Essa ordem de ideias poderia conduzir à conclusão de que os direitos sociais seriam carentes de jusfundamentabilidade, de tal sorte que o legislador, quanto a eles, teria ampla margem de decisão, implementando-os de acordo com as opções políticas do momento. Essa conclusão, no entanto, não nos parece ser a melhor saída, eis que (i) também acabaria por desmoralizar o texto constitucional, que, quanto aos direitos sociais, teria sua normatividade completamente subtraída por essa tese; (ii) implicaria a adoção de um modelo de Estado claramente não acolhido na Constituição de 1998.

Diante dessa encruzilhada, Ricardo Lobo Torres (2009, p. 53) propõe a seguinte solução:

A saída para a afirmação dos direitos sociais tem sido, nas últimas décadas: a) a redução de sua jusfundamentabilidade ao mínimo existencial, que representa a quantidade mínima de direitos sociais abaixo da qual o homem não tem condições de sobreviver com dignidade; b) a otimização da parte que sobreexcede os mínimos sociais na via das políticas públicas, do orçamento e do exercício da cidadania. 
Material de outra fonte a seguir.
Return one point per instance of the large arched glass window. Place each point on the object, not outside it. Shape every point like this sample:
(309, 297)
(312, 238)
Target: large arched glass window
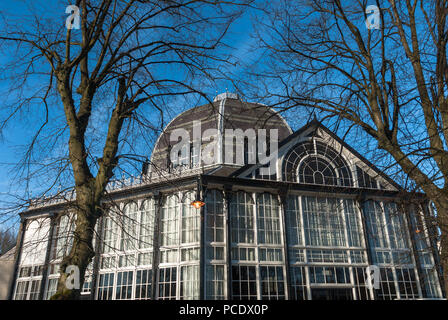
(314, 162)
(242, 218)
(317, 170)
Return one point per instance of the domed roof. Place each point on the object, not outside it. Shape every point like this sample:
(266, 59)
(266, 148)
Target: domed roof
(226, 112)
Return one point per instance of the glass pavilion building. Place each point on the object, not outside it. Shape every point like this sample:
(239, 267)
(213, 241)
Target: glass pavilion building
(307, 230)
Assim, mediante um corte transversal nos direitos sociais poder-se-ia separar (i) a parcela daqueles direitos essencial à existência digna do indivíduo e (ii) a porção desses mesmo direitos que vai além desse conteúdo mínimo. No primeiro caso, isto é, naquilo que diga respeito ao mínimo existencial, os direitos sociais estariam acobertados pelo regime jurídico próprio dos direitos fundamentais, enquanto que, na parcela restante, a implementação dos direitos estaria sujeita à mediação legislativa e, portanto, às disputas políticas travadas em torno sobretudo do orçamento.

Nesse sentido, a especial proteção dos direitos sociais, na qualidade de direitos fundamentais, estaria restrita ao mínimo existencial, tal como registra Ricardo Lobo Torres (2009, p. 41):

Parece-nos que a jusfundamentabilidade dos direitos sociais se reduz ao mínimo existencial, em seu duplo aspecto de proteção negativa  contra a incidência de tributos sobre os direitos sociais mínimos de todas as pessoas e de proteção positiva consubstanciada na entrega de prestações estatais materiais em favor dos pobres. Os direitos sociais máximos devem ser obtidos na via do exercício da cidadania reivindicatória e da prática orçamentária, a partir do processo democrático.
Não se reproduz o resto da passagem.